My second answer though, is that I think it's really interesting that Google has taken a step back and looked at the general issue of vertical search - and as a result has introduced Google Custom Search Engine (CSE). It's built on the power of Google Co-op, and the wonderful thing about it is that it lets anybody define their own custom search engine. And not just something feeble, we're talking about the ability to add 5,000 URLs very easily - and not just to filter over them, but to be able to boost for some sets of URLs, and detract or downgrade other sets of URLs.

So what's really interesting to me is if you think about a new vertical, for example podcasts, you could certainly have Google say: ‘well ok, how do we search over podcasts?’ But if you go into Google Custom Search Engine, I think there's been dozens of people who've actually made their own podcast search engines - by using the power of CSE. For example, the other day I found a search engine for 'engineering podcasts', so you could search for Google and get all the podcasts about tech talk, etc. I think that's a really interesting approach. I'd certainly say that we want to return the best results to users, so in some cases it might make sense for Google to look at individual areas. But the general issue is often well addressed by giving the power to the people, so to speak, and letting them build their own search engines. So it's really been fun to see just how many people have signed up for it, and how much growth the custom search engine area is getting.

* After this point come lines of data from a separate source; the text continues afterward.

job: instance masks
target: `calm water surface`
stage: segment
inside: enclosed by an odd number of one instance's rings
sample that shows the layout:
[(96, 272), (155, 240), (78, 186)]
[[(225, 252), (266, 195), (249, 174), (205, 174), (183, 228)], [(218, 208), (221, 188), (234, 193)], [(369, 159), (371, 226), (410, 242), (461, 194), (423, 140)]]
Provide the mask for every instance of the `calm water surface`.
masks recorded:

Richard: Your particular area of expertise is fighting spam. Can you tell us the latest on how Google is trying to keep its results pure... what are some of the trends in fighting spam?

Matt: We've done a lot of stuff to return better search results for users over the last year, including on web spam. For example, we've got internal metrics that we keep track of to show that we're doing a much better job than even a couple of years ago, to make sure that a user doesn't randomly come across spam. One of the big trends last year and continuing into this year is internationalization. It's really important for us to be able to offer spam-free search in any language, whether it's French, Italian, German, Chinese or Japanese. So a lot of what my team looks at is trying to make sure that any new approach that we do, we are also able to do in a scalable and robust way across many languages. So that's probably the biggest trend.